- Born: 1965 (age 60–61)
- Education: University of Cambridge UCLA
- Awards: Presidential Early Career Award for Scientists and Engineers
- Scientific career
- Fields: Mathematical analysis Elliptic operators
- Workplaces: Princeton University UCSD Johns Hopkins University
- Thesis: The Analogue of the Strong Szego Limit Theorem on the Torus and the 3-Sphere (1991)
- Doctoral advisors: Sun-Yung Alice Chang John B. Garnett

= Kate Okikiolu =

British mathematician

Kate Adebola Okikiolu (born 1965) is a British mathematician. She is known for her work with elliptic differential operators as well as her work with inner-city children.

==Early life and education==
Okikiolu was born in 1965 in England. Her father was George Olatokunbo Okikiolu, a renowned Nigerian mathematician and the most published black mathematician on record. Her British mother was a high school mathematics teacher. Okikiolu received a B.A. in mathematics from Cambridge University in 1987. In 1991 she earned her Ph.D. in mathematics from the University of California at Los Angeles, for her thesis The Analogue of the Strong Szego Limit Theorem on the Torus and the 3-Sphere.

==Career==
Based on her PhD work, Okikiolu resolved a conjecture of Peter Wilcox Jones concerning a continuous version of the travelling salesman problem in her paper Characterization of subsets of rectifiable curves in R^{n}.
Okikiolu was an instructor and later assistant professor at Princeton University from 1993 to 1995. She then worked as a visiting assistant professor at the Massachusetts Institute of Technology and joined the faculty at the University of California at San Diego in 1995. In 2011 she joined the Mathematics Department at Johns Hopkins University.
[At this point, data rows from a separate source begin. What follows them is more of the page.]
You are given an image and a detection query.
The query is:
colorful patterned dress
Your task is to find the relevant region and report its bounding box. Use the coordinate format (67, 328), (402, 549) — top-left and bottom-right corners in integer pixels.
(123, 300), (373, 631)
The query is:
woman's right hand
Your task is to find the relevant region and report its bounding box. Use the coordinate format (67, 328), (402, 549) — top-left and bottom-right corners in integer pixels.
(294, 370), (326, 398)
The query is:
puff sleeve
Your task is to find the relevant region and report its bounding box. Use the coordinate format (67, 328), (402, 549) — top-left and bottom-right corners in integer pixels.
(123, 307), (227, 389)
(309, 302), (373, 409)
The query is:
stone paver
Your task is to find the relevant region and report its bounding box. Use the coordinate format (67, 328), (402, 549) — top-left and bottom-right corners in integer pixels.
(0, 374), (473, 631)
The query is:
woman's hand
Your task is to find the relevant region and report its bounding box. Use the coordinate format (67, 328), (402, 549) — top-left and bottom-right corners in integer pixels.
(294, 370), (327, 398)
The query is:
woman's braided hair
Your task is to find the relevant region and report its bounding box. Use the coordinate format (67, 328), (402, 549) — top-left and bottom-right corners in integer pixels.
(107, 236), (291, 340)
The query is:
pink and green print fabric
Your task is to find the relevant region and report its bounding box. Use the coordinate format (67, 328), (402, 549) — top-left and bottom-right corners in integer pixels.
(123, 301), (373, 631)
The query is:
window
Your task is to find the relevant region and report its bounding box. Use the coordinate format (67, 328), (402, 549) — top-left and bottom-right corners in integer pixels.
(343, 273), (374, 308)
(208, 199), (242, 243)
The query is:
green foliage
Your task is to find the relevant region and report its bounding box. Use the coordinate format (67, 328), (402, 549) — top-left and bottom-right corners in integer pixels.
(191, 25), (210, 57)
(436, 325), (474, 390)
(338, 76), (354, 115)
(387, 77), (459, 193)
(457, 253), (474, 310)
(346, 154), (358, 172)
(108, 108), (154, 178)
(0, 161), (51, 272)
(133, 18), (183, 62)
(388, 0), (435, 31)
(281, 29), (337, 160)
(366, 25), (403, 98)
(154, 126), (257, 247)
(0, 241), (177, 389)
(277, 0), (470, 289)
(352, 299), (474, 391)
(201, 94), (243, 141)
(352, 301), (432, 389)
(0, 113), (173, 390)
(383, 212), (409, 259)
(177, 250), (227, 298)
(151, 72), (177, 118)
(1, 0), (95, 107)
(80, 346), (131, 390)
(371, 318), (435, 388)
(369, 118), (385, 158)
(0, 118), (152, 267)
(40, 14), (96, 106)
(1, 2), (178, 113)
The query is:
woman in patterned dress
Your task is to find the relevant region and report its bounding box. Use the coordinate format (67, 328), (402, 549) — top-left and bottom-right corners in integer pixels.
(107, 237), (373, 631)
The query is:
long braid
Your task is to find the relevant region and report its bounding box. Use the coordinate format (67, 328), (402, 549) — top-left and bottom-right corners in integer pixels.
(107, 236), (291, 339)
She was an invited speaker at the 1996 meeting of the Association of Women in Mathematics. She also delivered the Claytor-Woodard lecture at the 2002 meeting of the National Association of Mathematicians, an organization for African-American mathematicians.

==Honors and awards==
In 1997, Okikiolu won a Sloan Research Fellowship, becoming the first black recipient of this fellowship. In 1997 she also was awarded a Presidential Early Career Award for Scientists and Engineers for both her mathematical research and her development of mathematics curricula for inner-city school children. This award is given to only 60 scientists and engineers each year and has a prize of $500,000. In 2009, she presented the Etta Z. Falconer Lecture on "The Sum of Squares of Wavelengths of a Closed Surface" an award given by the AWM for women with distinguished careers in mathematics or mathematics education.